Asked during a recent interview with Wired magazine what technologies would have the most impact during the next five to ten years, former US Vice President, climate campaigner and technology investment advocate Al Gore had the following to say: “We focus too much on individual technologies, and don’t look at the ecosystem of new technologies . . . My view is that a suite of technologies that sharply reduce the emissions of greenhouse gases will be the most important technologies of the immediate future.”
Pressed on which technologies would sharply reduce carbon emissions, Gore elaborated: “The success stories are to be found in the revolution in electricity. First, we have a huge trend toward the electrification of most things. The sun and the wind now produce electricity more cheaply in most geographies than the burning of fossil fuels. Secondly, we are seeing huge cost reductions in energy storage – principally batteries, but other technologies as well – which complement the alternative generation of electricity. Finally, you have the electrification of transportation: every automobile manufacturer in the world is moving as quickly as they can to electricity.”

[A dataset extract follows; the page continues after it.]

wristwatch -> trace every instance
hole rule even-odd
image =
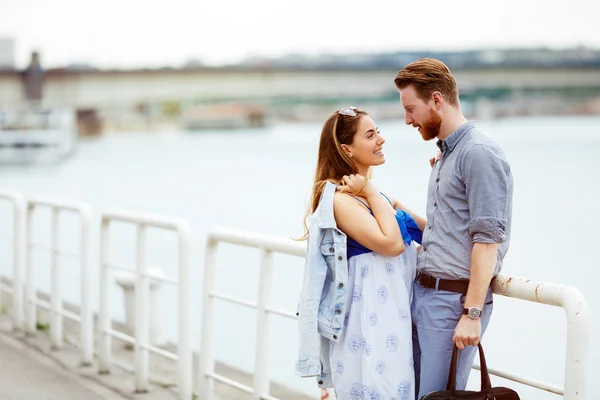
[[[471,319],[479,319],[481,317],[481,310],[477,307],[463,308],[463,315]]]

Gore’s analysis finds strong resonance in recent research undertaken by the International Renewable Energy Agency. In its latest ‘Global Energy Transformation: A Roadmap to 2050’ report, the agency highlights that electrification, which will increasingly be sourced at low cost from renewable energy, has emerged as the key solution for reducing emissions in power generation, transport and heating. It argues further that the share of electricity in total energy use should, thus, increase to almost 50% by 2050, up from 20% today, with renewables comprising two-thirds of energy consumption and 86% of power generation.
The report states that the technology solutions already exist, are increasingly cost competitive and can also be deployed at large scale. What is required now is “systemic innovation” to enable the energy transition. “Countries need to devote more attention to enabling smarter energy systems through digitalisation, through the coupling of sectors via greater electrification, and by embracing decentralisation trends.”
The core message is that the technoeconomic tipping point for a decarbonised electricity system has already been breached. The challenge is to adopt ecosystem thinking so that the cleaner and cheaper energy being generated in the electricity sector is able to create the platform for the decarbonisation of other energy end-uses.
In South Africa, such join-up thinking will also be required to address what is clearly a fundamental lack of sustainability not only of Eskom, but also of the entire electricity supply industry. The traditional silo approach will simply not be able to move the needle from a business, social, economic, or environmental perspective. Until the sum of the energy parts work in symbiosis, the whole will be undermined.
To get there, though, energy planning can no longer be based on a series of uninformed compromises. The process has to be depoliticised to the point where rational decisions can be made and made timeously. Such decisions also need to be based on technoeconomic analysis and evidence rather than narrow self-interest.